Short of quoting the entire article (its short, just read it!), the Summoned Life is about emphasizing, What are my circumstances asking me to do? over the What Should I do? approach of the Well-Planned life. 

These are questions answered primarily by sensitive observation and situational awareness, not calculation and long-range planning. Moreover, people who think in this mode are skeptical that business models can be applied to other realms of life. Business is about making choices that maximize utility. But the most important features of the human landscape are commitments that precede choice — commitments to family, nation, faith or some cause. These commitments defy the logic of cost and benefit, investment and return.

Brooks believes that the first vision is more American, while the second vision is more common elsewhere and that ultimately both are useful to combine into a Well-Considered Life, where Life comes to a point not when the individual project is complete but when the self dissolves into a larger purpose and cause.

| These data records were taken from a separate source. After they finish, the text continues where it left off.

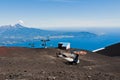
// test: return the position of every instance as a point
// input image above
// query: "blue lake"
(81, 43)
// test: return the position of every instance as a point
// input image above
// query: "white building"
(64, 45)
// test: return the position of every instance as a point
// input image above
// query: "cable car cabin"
(63, 45)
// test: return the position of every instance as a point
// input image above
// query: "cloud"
(20, 22)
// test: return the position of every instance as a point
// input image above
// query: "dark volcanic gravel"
(42, 64)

This article really touched on something that has been incubating inside of me for the past couple of months, since my return to America. My life prior to 2009 was clearly a Well-Planned life; a life centered around achievement, accomplishment, career, possessions, hobbies, etc.  A fear of commitment to certain things (read: relationships with women) always existed because they clearly add a variable to the well-planned life that could not be controlled to produce the desired result.  I think I’m not alone in this, as I see so many people around me driven by this project of life: completing tasks, improving their situation, moving up. The problem is that this entire approach is rooted in Ego. When Ego drives, the feeling is that the world is separate from you, therefore you act from it and by default act in self-interest. This may have the temporary effect of improving your financial or material situation, but from my experience will not satisfy the burning questions in life – those like: Why am I here, What happens when I die, What is my purpose? Why do I suffer? How do I find (lasting) joy? 

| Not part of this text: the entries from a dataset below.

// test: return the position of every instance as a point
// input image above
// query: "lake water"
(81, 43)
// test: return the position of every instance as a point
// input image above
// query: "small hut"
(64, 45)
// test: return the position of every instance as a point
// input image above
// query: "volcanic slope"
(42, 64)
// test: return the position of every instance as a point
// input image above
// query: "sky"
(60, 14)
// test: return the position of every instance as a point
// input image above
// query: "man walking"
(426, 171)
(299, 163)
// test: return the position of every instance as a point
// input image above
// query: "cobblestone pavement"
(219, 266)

Having a tremendous amount of time to myself recently, I am fortunate to be able to watch subtle patterns in my consciousness, see the roots of emotions rising and visualize more clearly my own habits that are rooted in various schools of thought.  This process can’t be viewed through traditional lens, its one that requires an element of quietness and an element of stilling both my external activities and the activities of mind. This combination has led me to the sensation that I alluded to earlier, one of standing still as the rest of the world rushes on by. A lot of this has been beautiful – friends and family growing and changing, people finding new careers, welcoming new babies into families, new relationships beginning, others ending to allow a new exploration. Outside of my immediate circle, the patterns of the world do something similar – the wars continue, as does the poverty, the materialism, the nationalism, consumerism, etc, etc.  Yet my perception of the world shifting. These things aren’t grabbing hold of me, entering into my way of thinking and consciousness.  They are becoming more like background music in a beautiful play where the main actors are Beauty, Love and Compassion.

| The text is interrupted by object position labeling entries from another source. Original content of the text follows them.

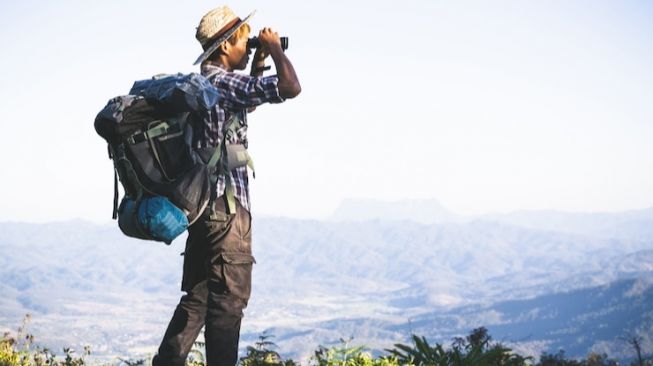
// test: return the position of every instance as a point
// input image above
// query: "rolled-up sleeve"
(238, 91)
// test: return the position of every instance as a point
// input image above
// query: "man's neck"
(220, 63)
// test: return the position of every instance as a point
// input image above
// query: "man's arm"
(288, 82)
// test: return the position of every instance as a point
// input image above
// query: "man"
(218, 258)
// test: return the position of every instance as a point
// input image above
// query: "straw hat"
(216, 27)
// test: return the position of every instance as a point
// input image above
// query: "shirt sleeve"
(238, 91)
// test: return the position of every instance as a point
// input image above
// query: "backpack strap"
(230, 129)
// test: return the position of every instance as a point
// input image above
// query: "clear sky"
(485, 106)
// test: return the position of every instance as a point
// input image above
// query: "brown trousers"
(217, 280)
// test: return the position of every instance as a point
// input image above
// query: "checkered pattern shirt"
(237, 92)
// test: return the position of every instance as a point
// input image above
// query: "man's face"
(239, 54)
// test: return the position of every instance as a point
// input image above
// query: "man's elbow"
(290, 91)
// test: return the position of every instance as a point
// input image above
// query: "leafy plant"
(475, 349)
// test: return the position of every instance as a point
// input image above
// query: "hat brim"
(209, 51)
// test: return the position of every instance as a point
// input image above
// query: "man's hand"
(269, 39)
(271, 44)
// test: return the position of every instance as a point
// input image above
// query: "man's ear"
(225, 47)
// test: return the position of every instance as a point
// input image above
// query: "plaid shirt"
(237, 92)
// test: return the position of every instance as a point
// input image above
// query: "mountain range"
(537, 280)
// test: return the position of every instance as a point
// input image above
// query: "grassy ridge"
(476, 349)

Yet, the Ego is an elusive fellow.  I have felt a tremendous amount of self induced pressure to produce the results of well-planned life through a summoned life. This is clearly an effect of the remnants of the Well-Planned life construct– projects (life) have targets and goals, and there should be measureable progress along the way.  However, measuring the immeasurable is simply impossible to do. I constantly have to remind myself of this before getting mired in self-judgment and doubt, which unfortunately happens more often than I’d like. The reminder is that this beautiful gift of a human life is a process, one with no beginning and no end, completely timeless and by its very definition, already perfect.

That’s all I have time for today – soon I will be discussing the realities of such an approach in the modern world.